Las palmas’ winter-transfers: nur miyashiro liefert – der rest versinkt im sand
Drei Treffer, eine Vorlage, Startelfstammplatz: Shinji Miyashiro ist die einzige Winter-Neuerung der UD Las Palmas, die überhaupt nach Las Palmas riecht. Die anderen vier Neuzugänge? Rettungsringe, die bereits Wasser schlucken.
47 Minuten für 300.000 euro – benedetti wird zum gespenst
Die Statistik zu Nicolás Benedetti ist geradezu makaber: vier Kurzeinsätze, 47 Minuten Spielzeit, kein einziger Torschuss. Für einen Kreativspieler, für den die Inselvereinigung rund 300.000 Euro Ablöse zahlte, ist das ein Arbeitszeitprotokoll, das selbst Vertreter nicht unterschreiben würden. Trainer Luis García schickt ihn nur noch in der 89. Minute, wenn der Gegner schon in der Kabine duscht.

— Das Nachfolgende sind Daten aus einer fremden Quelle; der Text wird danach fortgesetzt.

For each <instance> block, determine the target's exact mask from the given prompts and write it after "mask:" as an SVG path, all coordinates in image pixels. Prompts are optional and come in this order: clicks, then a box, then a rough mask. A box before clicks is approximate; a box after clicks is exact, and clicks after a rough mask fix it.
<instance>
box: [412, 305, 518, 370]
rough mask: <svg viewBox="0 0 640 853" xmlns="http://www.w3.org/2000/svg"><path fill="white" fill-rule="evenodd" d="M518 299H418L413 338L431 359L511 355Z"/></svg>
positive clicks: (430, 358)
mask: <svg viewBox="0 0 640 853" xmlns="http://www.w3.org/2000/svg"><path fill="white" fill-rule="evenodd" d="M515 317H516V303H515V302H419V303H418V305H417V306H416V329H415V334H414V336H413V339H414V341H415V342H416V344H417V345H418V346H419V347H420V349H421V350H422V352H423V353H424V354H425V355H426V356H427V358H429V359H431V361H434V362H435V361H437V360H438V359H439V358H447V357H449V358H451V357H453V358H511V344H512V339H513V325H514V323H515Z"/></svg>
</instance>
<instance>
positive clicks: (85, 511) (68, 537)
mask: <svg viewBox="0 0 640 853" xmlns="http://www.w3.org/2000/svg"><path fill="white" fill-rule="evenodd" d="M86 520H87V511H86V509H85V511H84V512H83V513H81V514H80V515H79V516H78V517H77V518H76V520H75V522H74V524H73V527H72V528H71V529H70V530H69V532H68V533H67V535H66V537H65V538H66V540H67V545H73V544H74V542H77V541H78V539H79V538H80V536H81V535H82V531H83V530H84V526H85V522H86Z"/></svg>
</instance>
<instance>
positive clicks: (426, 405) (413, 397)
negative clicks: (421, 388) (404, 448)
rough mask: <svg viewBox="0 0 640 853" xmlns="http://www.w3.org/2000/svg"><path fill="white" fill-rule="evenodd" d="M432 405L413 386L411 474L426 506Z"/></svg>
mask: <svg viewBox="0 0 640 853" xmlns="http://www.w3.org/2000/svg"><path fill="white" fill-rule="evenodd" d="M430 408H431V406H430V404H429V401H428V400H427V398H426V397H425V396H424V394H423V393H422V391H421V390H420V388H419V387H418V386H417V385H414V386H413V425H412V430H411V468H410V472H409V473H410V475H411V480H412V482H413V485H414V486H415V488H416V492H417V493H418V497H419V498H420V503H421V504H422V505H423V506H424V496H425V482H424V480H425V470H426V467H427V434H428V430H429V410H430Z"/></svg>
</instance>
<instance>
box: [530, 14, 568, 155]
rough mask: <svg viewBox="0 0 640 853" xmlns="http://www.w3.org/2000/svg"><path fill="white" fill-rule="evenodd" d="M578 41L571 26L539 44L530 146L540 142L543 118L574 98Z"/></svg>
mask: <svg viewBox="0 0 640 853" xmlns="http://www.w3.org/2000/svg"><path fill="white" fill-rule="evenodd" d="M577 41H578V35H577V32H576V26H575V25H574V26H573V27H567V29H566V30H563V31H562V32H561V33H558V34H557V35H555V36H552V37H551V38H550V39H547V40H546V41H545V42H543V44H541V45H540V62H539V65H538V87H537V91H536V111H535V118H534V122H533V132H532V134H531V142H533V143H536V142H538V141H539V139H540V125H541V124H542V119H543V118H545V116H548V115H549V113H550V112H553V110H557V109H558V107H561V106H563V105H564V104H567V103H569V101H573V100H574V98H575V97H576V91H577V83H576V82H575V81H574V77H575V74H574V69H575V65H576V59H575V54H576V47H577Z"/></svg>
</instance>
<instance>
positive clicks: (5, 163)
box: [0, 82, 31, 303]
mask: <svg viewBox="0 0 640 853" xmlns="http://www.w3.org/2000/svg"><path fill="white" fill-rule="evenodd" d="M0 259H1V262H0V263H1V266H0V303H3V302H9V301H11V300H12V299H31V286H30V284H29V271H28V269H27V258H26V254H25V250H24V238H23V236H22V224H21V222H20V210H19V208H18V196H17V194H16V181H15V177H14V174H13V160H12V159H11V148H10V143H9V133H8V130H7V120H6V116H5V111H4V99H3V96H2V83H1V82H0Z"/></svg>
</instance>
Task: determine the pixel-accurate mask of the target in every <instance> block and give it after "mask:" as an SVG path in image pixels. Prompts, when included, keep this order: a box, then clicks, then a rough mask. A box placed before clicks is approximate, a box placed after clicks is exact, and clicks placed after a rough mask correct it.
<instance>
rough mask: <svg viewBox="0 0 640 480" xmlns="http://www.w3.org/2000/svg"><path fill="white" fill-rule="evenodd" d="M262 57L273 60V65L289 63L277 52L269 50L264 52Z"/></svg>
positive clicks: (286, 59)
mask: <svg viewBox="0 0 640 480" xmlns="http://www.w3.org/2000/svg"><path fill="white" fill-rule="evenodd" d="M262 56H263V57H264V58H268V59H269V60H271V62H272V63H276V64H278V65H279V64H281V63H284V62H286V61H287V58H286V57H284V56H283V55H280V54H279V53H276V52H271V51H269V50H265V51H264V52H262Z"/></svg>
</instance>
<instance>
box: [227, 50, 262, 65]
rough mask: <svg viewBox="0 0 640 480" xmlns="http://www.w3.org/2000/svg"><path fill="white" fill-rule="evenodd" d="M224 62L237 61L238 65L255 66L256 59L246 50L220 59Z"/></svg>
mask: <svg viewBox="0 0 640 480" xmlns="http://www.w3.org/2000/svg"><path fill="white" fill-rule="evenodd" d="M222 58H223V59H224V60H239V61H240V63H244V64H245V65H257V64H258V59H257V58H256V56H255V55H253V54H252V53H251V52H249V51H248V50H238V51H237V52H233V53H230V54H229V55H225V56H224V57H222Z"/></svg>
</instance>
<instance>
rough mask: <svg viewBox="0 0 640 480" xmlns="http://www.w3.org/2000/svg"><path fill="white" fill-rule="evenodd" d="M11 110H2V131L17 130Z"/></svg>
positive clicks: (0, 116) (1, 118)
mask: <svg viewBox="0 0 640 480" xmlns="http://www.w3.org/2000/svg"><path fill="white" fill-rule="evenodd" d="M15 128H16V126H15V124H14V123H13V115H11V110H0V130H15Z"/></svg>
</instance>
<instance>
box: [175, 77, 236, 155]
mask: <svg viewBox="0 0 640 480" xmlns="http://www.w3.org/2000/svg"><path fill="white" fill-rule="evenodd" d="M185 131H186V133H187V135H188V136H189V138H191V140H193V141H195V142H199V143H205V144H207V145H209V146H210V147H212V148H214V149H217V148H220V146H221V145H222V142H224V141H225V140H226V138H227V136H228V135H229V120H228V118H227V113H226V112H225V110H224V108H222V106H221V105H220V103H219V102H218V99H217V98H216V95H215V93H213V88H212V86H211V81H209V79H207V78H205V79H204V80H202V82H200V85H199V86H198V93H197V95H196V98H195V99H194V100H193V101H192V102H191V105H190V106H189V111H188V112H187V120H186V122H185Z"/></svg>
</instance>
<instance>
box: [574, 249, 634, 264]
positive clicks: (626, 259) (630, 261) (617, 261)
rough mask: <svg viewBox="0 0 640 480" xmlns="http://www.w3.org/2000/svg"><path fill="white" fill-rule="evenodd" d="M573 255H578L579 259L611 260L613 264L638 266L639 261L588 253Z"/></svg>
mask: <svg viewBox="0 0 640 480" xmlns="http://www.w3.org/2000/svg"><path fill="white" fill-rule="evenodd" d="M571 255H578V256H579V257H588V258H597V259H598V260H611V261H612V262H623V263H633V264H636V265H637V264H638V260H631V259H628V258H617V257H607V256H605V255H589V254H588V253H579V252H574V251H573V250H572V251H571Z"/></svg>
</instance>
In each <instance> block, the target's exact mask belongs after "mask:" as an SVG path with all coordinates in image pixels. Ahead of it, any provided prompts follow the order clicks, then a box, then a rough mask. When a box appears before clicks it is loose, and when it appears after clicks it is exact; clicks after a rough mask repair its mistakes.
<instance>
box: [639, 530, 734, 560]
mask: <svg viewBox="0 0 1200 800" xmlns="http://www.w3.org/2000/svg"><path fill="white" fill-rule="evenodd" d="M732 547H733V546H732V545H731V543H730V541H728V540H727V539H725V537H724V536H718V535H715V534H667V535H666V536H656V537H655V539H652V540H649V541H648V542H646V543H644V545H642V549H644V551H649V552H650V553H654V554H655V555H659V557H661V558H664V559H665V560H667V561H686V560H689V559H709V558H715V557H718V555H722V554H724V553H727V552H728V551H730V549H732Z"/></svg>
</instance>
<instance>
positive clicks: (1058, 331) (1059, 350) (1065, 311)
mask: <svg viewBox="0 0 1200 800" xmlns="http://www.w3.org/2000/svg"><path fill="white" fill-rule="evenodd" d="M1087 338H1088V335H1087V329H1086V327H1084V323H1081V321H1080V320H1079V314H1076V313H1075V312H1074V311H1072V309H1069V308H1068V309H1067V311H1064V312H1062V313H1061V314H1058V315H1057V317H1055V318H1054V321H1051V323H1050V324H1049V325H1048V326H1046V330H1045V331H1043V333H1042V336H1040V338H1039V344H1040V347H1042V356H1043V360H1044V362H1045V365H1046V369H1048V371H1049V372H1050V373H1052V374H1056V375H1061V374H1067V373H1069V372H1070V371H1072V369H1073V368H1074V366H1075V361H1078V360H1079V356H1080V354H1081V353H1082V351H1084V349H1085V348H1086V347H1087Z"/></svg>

Iker Bravo bekam gegen Córdoba das Vertrauen vor Jesé – und lief sich in Luft auf. Kein Sprint, kein Kopfballgewinn, keine Durchsetzung. Die U23-Nationalspielerhoffnung wirkt wie ein Spieler, der vergessen hat, warum er einst bei Bayer Leverkusen galt. Acht Spiele, null scorer-Punkte, dafür zwei Ballverluste pro angepeiltem Dribbling.
Estanis Pedrola startete mit einem Traumdebüt-Tor gegen Zaragoza, doch danach rutschte er in der Hierarchie hinter Cristian, einem Außenverteidiger, der eigentlich gar nicht auf dem Flügel spielen sollte. Seine Kurven sind schön, aber seine Kurve nach unten ist schöner.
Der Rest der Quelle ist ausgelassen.